By Shelley Sakala, Realtor

In this month’s real estate column, local realtor Shelley Sakala answers a reader’s timely question. North Phoenix resident Kevin asks, “I heard interest rates went up. I was planning to buy a house this year. Should I be worried?”

The Expert Answer
Yes, interest rates have gone up. But I promise things will be okay – eventually.

For those who study the economy (or study their grocery store receipts), the word of the day is inflation. In its simplest form, inflation is the rise in the price of things you buy – like groceries, clothes, cars, and even houses. In an already hot real estate market, this is an even bigger problem. Not only are homes hard to find, but they’re getting more expensive to build (and to buy). Some inflation is expected, like when Grandpa reminds us that movies used to cost a nickel and iPhones were $499. But too much inflation causes the Federal Reserve to get involved – and the cure can be as painful as the illness.

As a strategy to help slow inflation, the Federal Reserve raised interest rates last month. This affects all types of borrowed money, including credit cards, consumer loans, and mortgages.

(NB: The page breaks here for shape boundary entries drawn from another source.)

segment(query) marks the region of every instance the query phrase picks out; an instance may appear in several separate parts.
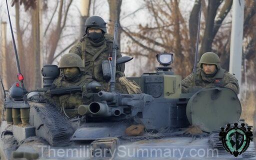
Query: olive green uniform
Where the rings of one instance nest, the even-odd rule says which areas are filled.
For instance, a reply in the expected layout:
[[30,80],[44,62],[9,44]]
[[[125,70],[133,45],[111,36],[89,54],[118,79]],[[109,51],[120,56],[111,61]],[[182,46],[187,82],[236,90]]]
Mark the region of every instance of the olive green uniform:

That means the same $600,000 house – even if the price remains the same – will cost more to buy than it did the previous month. And what’s worse, the Federal Reserve is expected to keep raising rates throughout this year to fight inflation. Lawrence Yun, Chief Economist and Senior Vice President of Research at the National Association of Realtors, predicts 8-10 rate hikes this year, according to a recent “Forbes” article.

Unless you’re a cash buyer, you can expect to feel financial pain when buying a home this year. The chart to the right is a side-by-side comparison of how higher interest rates impact your mortgage payment. Note: If you already have a fixed rate mortgage, your payments won’t change. Changes in rates only affect new loans as well as mortgages with adjustable rates.
The good news is that eventually these rate hikes will help slow down home price appreciation. The bad news is that it won’t happen today. And until it does, Phoenix homes will be increasingly more expensive to buy and finance.